不知為什麽,老人從見到那個戴眼鏡的年輕人第一眼的時候,就打心裡不喜歡他,從他的身上老人能夠嗅出一絲危險的感覺,如一頭孤狼一般想要擇人而噬,只是礙於猛虎趴伏在身側,一時不敢輕舉妄動罷了。
能和高瑜民爭論的好像只有那個戴眼鏡的年輕人。
那段時光裡真的是好讓人懷念,年輕的後生們喝完最後一口湯,抹抹嘴,對著他招呼一聲,背起行李,頭也不回的向遠處走去。
而他也是坐在這張馬扎上,默默地望著他們的背影漸漸遠去,直至模糊不見。
這一幕又是從什麽時候開始的呢?
哦,小高出事後他們好像都散了吧。
可惜了,可惜了,老人心裡歎息道。
“可以,等這件事情過去後,我會把你要的資料情報都轉給你,雖然無法直接對抗天戈,但是我也可以從內部幫你進行調查。”蔡文禮和王則佑爭論不下,無法,只能妥協道。
王則佑點點頭,既然蔡文禮答應了,那麽其他的也就好說了,“好,我回去之後會先派一隊特警進入漢警,以校慶排練作為理由吧,等到校慶開始的那天,再安排兩大隊特警進行安保。

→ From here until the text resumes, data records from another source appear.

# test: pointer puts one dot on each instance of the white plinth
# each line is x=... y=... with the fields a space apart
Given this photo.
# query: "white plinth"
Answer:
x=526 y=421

”
“這事過後,我會全力調查,如果查到你們和當年的事有聯系的話,我絕不會手軟!”王則佑眼眸中凶光一閃而過,警告蔡文禮道。
“哼,你王鐵拳還真是都一點沒變,拳頭始終比腦袋大,也不知道你這種莽夫到底是怎麽混上這個位置的?”蔡文禮很不客氣的譏諷回去,他當然不可能一直受氣不還口,事實上若不是因為某些原因他抽調不出人手,又怎麽會求到這個王頭鐵這裡來?
委實是無奈之舉啊!
————————————————
陳埃最近幾天感覺學校裡的氣氛好像凝重了不少,先是校區裡出現許多持槍的特警來回進行巡邏,然後是包括張廣輝在內的諸多老師都仿佛消失了一般,陳埃已經好多天都沒有見到過一個老師了。
“好,這一式左右橫劈要擺穩,手腕用力,抓住三分之一棍身,注意不要把棍子甩出去啊!小心傷到別人!”老楊手裡拿著一個防爆棍給陳埃他們示范招式,提醒不要傷到他人。
最近這段時間三十六連的學習訓練進度很快,一周的時間裡陳埃他們已經學了軍體拳、擒敵拳和混合格鬥等多種武學,目前正在練習防爆棍,一根約摸有一尺二的短棍。
當時老楊背著一個大包,步履蹣跚的走過來時,眾人還以為老楊搞了口小鋼炮要過來組裝給他們長長眼呢,結果包裡放著的都是這些一尺二的短棍。
“好,大家把棍子放一下,都休息一會兒吧。”經過一番艱苦卓絕的訓練後,老楊同志非常貼心的讓陳埃他們坐下了休息了。
陳埃他們把棍子一扔,隨意的往地上一坐,動作竟是熟練至極,老楊瞪了他們一眼,陳埃他們訕笑著乖乖把棍子撿了回來。
“嘭嘭!咚!”忽然一聲沉悶的響聲傳來,連地面都有微微的震感,也打斷了正在煽牛逼的眾人。
“臥槽!怎麽回事, 地震了嗎?!”李國昭有些驚慌的問道,他正躺在地上,突然間感到地面震動,還以為發生了地震,嚇得他趕緊跳了起來。
“不知道,不過聲音倒是挺像的,就是不知道還會不會再來?”陳埃也站了起來,不過沒有那麽慌亂,強自鎮定道。
“不是地震,聲音離咱們挺近的,好像就在隔壁啊?!”楊江趴在地上聽了一會兒,站起來肯定的說道。
這時教官也擺手示意大家鎮靜,不是地震,別大驚小怪,是隔壁特警進行訓練造成的聲音。
“特警訓練?哎教官,我們能去看看嗎?”有女生好奇的問道。
老楊豎指放在嘴上,輕聲說道:“別打擾人家訓練就行,快速快回,還得訓練呢。”
“耶!好的教官!”那群女生紛紛都興奮的叫了起來。
而陳埃他們此時已經偷偷摸摸的溜進隔壁訓練場裡了,正遠遠目瞪口呆的站著看人家的訓練。
陳埃他們進去的時候恰好趕上一名特警開始訓練,只見那名特警毫不猶豫的往地上一撲,一手拿槍一手攀爬,以匍匐前進的姿態迅速穿越低樁網,被鐵絲碰到時連眉頭都不皺一下。
穿過後立即爬起來,快步向前衝過去,在其過程中將手中的槍械背在肩上,然後靠近猛地跳起來,雙手狠狠的抓住高板上沿,兩臂用力一撐,很輕松的就翻了過去。
其後動作不停,跑到雙杠處,抓住杠沿一撐,跳到上面,接著竟然在上面開始跑起來,到盡頭直接攥著尼龍繩蕩了下來,連輪胎都沒有踩。